Fellows ultimately complete:

  • A 10-week summer internship as rising college seniors

  • Two years of full-time employment after undergraduate graduation

  • A fully paid scholarship to complete a full-time, two-year MBA, MPH or MS Statistics program

  • A summer internship between the first and second years of the master’s program

  • Post-graduation employment

That last bullet is key: Pfizer is aiming to create strong, early bonds with its next generation of employees—and to reinforce those bonds over time. While many companies won’t be able to build programs of this size and scope, they can act on its basic principles: Set DE&I goals and then provide and fund targeted education opportunities to help underrepresented employees gain the skills necessary to advance internally.

3. Create development and DEI programs that go hand in hand

Like Pfizer, many companies have set diversity goals for their leadership ranks. But few have incorporated those goals into their education and training programs. In fact, 75% of companies don’t include DE&I in leadership development, or their overall leadership and development curricula, according to 2021 research by the Josh Bersin Company. Instead, they treat DE&I as a compliance issue.

It seems obvious that employers should consider integrating DE&I across their talent practices—and that the message should come from the top. When the CEO sets the strategy and frequently communicates DE&I progress, companies are 6.3 times more likely to have a diverse leadership team—and to be a leader in their industry segment, according to the Josh Bersin Company.
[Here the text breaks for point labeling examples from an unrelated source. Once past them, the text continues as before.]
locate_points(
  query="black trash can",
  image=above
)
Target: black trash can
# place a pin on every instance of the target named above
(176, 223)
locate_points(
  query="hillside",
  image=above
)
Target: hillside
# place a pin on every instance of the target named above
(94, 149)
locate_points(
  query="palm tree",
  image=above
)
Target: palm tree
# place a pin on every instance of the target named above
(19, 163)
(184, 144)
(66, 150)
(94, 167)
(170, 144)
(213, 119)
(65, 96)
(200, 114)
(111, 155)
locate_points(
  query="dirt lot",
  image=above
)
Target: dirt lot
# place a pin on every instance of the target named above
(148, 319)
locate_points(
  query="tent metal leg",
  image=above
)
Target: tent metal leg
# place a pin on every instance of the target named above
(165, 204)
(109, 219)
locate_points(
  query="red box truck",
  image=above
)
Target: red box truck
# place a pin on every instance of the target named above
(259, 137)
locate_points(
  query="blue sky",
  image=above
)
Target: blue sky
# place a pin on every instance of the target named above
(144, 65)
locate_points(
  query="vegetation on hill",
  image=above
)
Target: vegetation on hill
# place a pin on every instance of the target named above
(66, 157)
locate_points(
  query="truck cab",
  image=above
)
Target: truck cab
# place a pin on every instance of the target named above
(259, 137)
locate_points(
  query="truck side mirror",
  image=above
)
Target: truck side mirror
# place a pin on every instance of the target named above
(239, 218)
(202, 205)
Its report offers several examples of firms that are already making significant strides:

At Herc Rental, a national equipment and tool rental company, one person is accountable for talent management, organizational development and DE&I—reinforcing that diversity and inclusion are priorities for both culture and talent.

Siemens has implemented a shadowing program where women shadow and interact with various company leaders, as part of its focus on female leadership development.

Marriott deploys a leadership development program called Talent Network Teams, in which executives talk about specific DE&I topics in a virtual setting, but are first charged with educating themselves on the topic to enable them to become a teacher/facilitator on the topic.

Industry experts like Josh Bersin and BCG point out that more diversity across the organization correlates with higher profits, better revenue growth and higher cash flow per employee. For these reasons, more corporations will continue to evolve with their DE&I strategies. However, businesses with competitive education benefits built into those strategies will be more likely to successfully execute on them.